Par un arrêt en date du 30 avril 2025, la Cour administrative d’appel de Paris s’est prononcée sur les modalités d’imposition d’une plus-value de cession d’un fonds de commerce détenu en nue-propriété par une non-résidente. En l’espèce, une contribuable, résidente fiscale australienne, avait hérité en 1989 de droits indivis en nue-propriété sur un fonds de commerce situé en France, dont l’exploitation était poursuivie par les autres coindivisaires. Lors de la cession de ce fonds en 2013, l’administration fiscale a assujetti l’intéressée à l’impôt sur le revenu en France à raison de sa quote-part de la plus-value réalisée. La contribuable a contesté cette imposition devant le tribunal administratif de Montreuil, qui a rejeté sa demande par un jugement du 23 mai 2023. Elle a interjeté appel de ce jugement, soutenant principalement que le droit d’imposer revenait à l’Australie en application de la convention fiscale franco-australienne. La question de droit soumise à la Cour était donc de déterminer si la plus-value réalisée par une nue-propriétaire non-résidente lors de la cession d’un fonds de commerce exploité en France constituait un bénéfice d’entreprise imposable dans l’État de situation de l’actif, ou un gain en capital relevant de la compétence fiscale de l’État de résidence du cédant. La Cour administrative d’appel a rejeté la requête, jugeant que la plus-value litigieuse procédait de la cession d’un actif professionnel et constituait un bénéfice d’entreprise imposable en France en vertu de la convention.

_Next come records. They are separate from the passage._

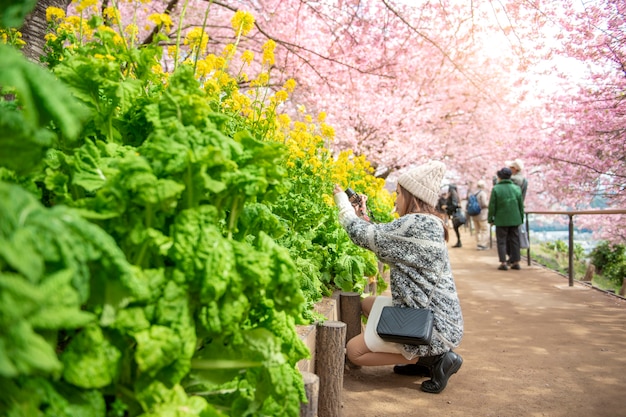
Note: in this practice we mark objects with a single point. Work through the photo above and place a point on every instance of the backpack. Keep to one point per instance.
(473, 208)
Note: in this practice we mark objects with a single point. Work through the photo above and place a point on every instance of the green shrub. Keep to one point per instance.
(610, 261)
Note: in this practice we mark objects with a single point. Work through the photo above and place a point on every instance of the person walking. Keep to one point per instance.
(517, 166)
(453, 206)
(480, 220)
(506, 212)
(415, 248)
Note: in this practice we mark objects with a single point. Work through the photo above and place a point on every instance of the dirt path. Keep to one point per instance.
(533, 346)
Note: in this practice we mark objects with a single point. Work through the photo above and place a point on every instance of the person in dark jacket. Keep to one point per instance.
(452, 204)
(420, 275)
(506, 212)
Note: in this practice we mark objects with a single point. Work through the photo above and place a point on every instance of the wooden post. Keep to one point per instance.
(311, 388)
(350, 307)
(591, 269)
(330, 358)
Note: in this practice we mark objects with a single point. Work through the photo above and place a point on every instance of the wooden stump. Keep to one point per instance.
(311, 388)
(330, 357)
(350, 307)
(591, 269)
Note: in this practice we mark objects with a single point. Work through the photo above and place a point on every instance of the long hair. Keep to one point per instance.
(413, 204)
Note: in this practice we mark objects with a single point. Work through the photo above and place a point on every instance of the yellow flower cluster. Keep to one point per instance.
(86, 5)
(268, 53)
(306, 138)
(162, 19)
(197, 39)
(11, 37)
(242, 22)
(54, 14)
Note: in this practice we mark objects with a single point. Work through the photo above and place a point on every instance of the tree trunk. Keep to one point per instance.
(34, 28)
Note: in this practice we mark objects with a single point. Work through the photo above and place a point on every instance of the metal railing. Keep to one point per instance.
(571, 215)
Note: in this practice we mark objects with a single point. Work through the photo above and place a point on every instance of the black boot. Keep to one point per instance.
(422, 367)
(443, 368)
(412, 369)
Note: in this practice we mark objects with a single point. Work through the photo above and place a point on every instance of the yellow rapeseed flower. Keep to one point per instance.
(281, 96)
(327, 131)
(242, 22)
(132, 30)
(283, 120)
(268, 52)
(247, 57)
(229, 50)
(54, 14)
(262, 80)
(197, 39)
(85, 4)
(161, 19)
(290, 85)
(112, 14)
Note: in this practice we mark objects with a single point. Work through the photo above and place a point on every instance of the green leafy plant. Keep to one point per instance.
(610, 262)
(173, 243)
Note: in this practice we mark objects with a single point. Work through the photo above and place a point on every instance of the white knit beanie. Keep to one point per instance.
(424, 181)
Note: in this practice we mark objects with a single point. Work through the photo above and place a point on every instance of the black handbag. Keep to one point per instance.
(410, 326)
(407, 325)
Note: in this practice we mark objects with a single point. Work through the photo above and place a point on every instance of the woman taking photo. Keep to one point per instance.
(415, 248)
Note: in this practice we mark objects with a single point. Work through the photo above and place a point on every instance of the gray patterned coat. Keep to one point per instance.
(415, 249)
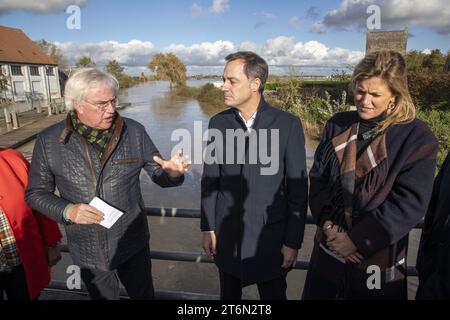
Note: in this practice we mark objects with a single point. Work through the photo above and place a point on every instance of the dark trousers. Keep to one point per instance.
(135, 275)
(231, 288)
(14, 284)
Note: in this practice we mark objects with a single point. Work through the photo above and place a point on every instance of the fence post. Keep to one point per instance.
(15, 120)
(7, 115)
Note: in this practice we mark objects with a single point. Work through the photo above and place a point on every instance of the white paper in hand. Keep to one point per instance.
(110, 214)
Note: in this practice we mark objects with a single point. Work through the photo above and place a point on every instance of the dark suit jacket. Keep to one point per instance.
(433, 259)
(254, 214)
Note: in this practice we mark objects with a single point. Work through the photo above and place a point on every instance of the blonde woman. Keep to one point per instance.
(369, 186)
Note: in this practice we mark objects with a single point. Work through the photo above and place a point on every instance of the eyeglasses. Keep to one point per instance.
(103, 104)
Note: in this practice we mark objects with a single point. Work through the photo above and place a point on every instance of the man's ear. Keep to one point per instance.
(77, 107)
(256, 83)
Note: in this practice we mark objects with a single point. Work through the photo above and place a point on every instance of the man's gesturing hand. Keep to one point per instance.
(176, 166)
(84, 214)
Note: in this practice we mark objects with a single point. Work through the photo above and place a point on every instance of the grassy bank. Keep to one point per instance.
(316, 110)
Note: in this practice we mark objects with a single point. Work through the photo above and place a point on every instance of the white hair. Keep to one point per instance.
(84, 80)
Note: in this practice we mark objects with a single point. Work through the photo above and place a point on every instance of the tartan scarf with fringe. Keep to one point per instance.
(97, 138)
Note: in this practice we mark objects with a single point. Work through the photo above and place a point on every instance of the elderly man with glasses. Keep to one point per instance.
(95, 153)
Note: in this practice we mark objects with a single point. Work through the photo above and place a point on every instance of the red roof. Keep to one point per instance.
(16, 47)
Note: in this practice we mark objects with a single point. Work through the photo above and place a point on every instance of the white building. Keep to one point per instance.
(28, 70)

La solution retenue par la Cour repose sur une qualification de la plus-value qui confirme la compétence fiscale de l’État de la source (I), qualification qui n’est cependant pas exempte de discussion au regard du statut passif de la contribuable (II).
I. La confirmation de l’imposition en France par la qualification de bénéfice d’entreprise
Pour asseoir la compétence fiscale française, le juge administratif a d’abord rattaché le gain au droit interne en le qualifiant de revenu professionnel (A), avant d’en déduire l’application des stipulations conventionnelles relatives aux bénéfices d’entreprise, écartant ainsi la clause d’imposition exclusive par l’État de résidence (B).

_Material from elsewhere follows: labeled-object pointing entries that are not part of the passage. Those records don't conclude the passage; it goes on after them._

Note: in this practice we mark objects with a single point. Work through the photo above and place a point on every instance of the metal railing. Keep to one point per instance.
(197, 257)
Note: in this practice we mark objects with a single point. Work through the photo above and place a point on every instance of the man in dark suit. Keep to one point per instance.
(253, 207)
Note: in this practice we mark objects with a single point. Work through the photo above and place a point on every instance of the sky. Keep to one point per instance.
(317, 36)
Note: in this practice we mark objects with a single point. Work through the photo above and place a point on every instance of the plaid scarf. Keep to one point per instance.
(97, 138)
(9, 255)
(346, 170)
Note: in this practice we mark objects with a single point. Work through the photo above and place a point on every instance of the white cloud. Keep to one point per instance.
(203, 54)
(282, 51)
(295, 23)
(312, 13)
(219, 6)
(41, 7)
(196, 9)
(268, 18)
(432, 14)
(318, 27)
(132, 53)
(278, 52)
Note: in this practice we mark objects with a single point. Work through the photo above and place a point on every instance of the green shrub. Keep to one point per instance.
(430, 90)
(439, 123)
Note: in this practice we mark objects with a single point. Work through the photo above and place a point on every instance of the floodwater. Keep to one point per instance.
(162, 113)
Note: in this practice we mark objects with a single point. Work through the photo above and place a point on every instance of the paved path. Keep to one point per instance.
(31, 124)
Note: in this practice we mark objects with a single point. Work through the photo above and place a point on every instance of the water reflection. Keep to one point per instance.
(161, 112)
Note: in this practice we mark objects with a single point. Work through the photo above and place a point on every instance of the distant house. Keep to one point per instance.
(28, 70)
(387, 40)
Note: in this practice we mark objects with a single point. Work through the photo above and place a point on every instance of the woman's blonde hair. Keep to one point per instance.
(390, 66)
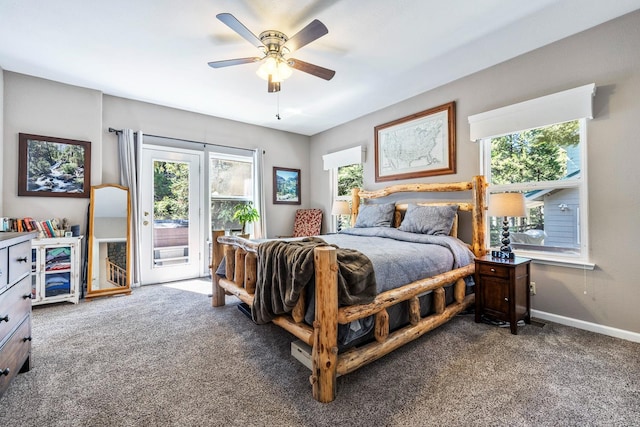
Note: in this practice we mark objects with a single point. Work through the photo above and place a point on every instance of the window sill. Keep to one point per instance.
(537, 258)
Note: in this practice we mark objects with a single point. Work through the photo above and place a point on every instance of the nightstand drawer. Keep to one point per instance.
(493, 270)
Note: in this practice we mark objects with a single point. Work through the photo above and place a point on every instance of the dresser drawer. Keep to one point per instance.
(15, 304)
(493, 270)
(14, 353)
(4, 271)
(19, 260)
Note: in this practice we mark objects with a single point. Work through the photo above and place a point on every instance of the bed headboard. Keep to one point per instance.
(476, 205)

A. Le rattachement préalable à un actif professionnel en droit interne
La Cour rappelle, dans un premier temps, la méthodologie applicable en matière de conflit de lois fiscales, qui impose de qualifier le revenu au regard de la loi fiscale nationale avant d’examiner les stipulations de la convention internationale. Elle se fonde sur l’article 164 B du code général des impôts, qui considère comme revenus de source française « Les revenus d’exploitations sises en France ». Pour appliquer ce texte à la situation de l’appelante, le juge énonce une règle prétorienne selon laquelle « les droits indivis que détient un héritier sur la valeur d’actifs affectés à l’activité professionnelle exercée par un autre cohéritier ont toujours du point de vue fiscal le caractère d’un élément de patrimoine professionnel, même dans le cas où cet héritier ne participe pas lui-même à cette activité professionnelle ». Il en résulte que, bien que la requérante n’ait été qu’une nue-propriétaire passive et non-résidente, sa quote-part dans le fonds de commerce était considérée comme un actif professionnel. Dès lors, la plus-value issue de sa cession constituait un revenu de source française imposable en France, sous réserve de l’application de la convention fiscale.

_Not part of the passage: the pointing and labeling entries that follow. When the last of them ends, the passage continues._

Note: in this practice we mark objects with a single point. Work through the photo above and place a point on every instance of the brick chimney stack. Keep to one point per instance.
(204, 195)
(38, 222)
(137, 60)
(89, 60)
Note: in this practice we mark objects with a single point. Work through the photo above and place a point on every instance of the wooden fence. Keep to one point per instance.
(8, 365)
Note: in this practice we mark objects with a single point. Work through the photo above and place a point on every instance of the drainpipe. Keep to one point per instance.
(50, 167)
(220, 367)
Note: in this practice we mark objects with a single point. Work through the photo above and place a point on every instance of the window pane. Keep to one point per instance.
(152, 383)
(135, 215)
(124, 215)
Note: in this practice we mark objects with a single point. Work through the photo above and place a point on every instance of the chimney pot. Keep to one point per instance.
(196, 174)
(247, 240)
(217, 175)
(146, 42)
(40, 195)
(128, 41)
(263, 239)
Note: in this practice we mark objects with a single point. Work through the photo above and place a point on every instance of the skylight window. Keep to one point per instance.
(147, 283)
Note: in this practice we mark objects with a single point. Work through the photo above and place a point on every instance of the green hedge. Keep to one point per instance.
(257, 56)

B. L’application conséquente des règles de dévolution des bénéfices d’entreprise
Dans un second temps, la Cour examine les arguments de la requérante fondés sur la convention franco-australienne du 20 juin 2006. Celle-ci soutenait que la plus-value devait être imposée en Australie, son État de résidence, en vertu du paragraphe 6 de l’article 13, qui attribue à l’État de résidence l’imposition des « gains en capital provenant de l’aliénation de tous biens, autres que ceux qui sont visés aux paragraphes précédents ». La Cour écarte cette analyse en s’appuyant sur la qualification préalablement établie en droit interne. Elle juge que les droits indivis sur le camping constituaient « un élément d’actif professionnel dont la cession a généré des bénéfices d’entreprise au sens des stipulations de l’article 7 de la convention bilatérale franco-australienne ». Cet article dispose que les bénéfices d’une entreprise d’un État sont imposables dans l’autre État si l’entreprise y exerce son activité par le biais d’un établissement stable. L’exploitation du camping en France caractérisant un tel établissement, la Cour conclut que la plus-value était imposable en France sur ce fondement, rendant le paragraphe 6 de l’article 13 inapplicable.
II. Une assimilation discutable du gain de la nue-propriétaire à un bénéfice d’entreprise
La solution, si elle est orthodoxe dans sa démarche, interpelle par son caractère extensif (A), affirmant avec force la primauté de la nature de l’actif sur la situation personnelle du contribuable (B).
A. L’interprétation extensive de la notion de bénéfice d’entreprise
La principale critique que l’on peut adresser à cette décision réside dans l’assimilation de la plus-value réalisée par une simple nue-propriétaire à un bénéfice d’entreprise. La requérante, du fait de son statut, ne participait ni à l’exploitation du fonds de commerce, ni aux décisions de gestion, et ne percevait pas les revenus de l’activité, lesquels revenaient aux usufruitiers. Son droit était un droit sur la substance de l’actif, un droit patrimonial qui ne se réalisait financièrement qu’à la cession de celui-ci. Or, l’article 7 de la convention vise les « bénéfices d’une entreprise », ce qui suggère une participation, directe ou indirecte, à une activité économique. En qualifiant le gain de la nue-propriétaire de bénéfice d’entreprise, la Cour opère une fiction juridique où la nature de l’actif contamine le revenu tiré de son aliénation, indépendamment de toute implication de son titulaire dans l’activité. Cette approche privilégie une conception objective et économique de l’établissement stable, attaché au bien lui-même plutôt qu’à la personne qui en tire un revenu.
B. L’affirmation de la prééminence de la nature de l’actif sur le statut du contribuable
Au-delà du cas d’espèce, la portée de cet arrêt réside dans l’affirmation d’un principe de continuité fiscale de l’actif professionnel. La Cour entérine le fait qu’un bien, une fois affecté à une exploitation commerciale, conserve cette nature pour tous ses détenteurs, y compris ceux qui l’ont reçu par succession sans jamais prendre part à l’activité. Cette décision a pour conséquence de renforcer considérablement les droits d’imposition de l’État de la source des revenus. Elle limite la portée des clauses conventionnelles attribuant la compétence fiscale à l’État de résidence, en particulier pour les plus-values sur des biens qui, bien que détenus passivement, sont liés à une entreprise locale. La solution illustre ainsi une tendance jurisprudentielle favorable à l’imposition à la source, garantissant à l’État sur le territoire duquel la richesse est créée le droit de la taxer, et ce, malgré la complexité ou la fragmentation des schémas de détention. L’imposition est attachée au bien et à son usage, bien plus qu’à la personne du contribuable et à son degré d’implication.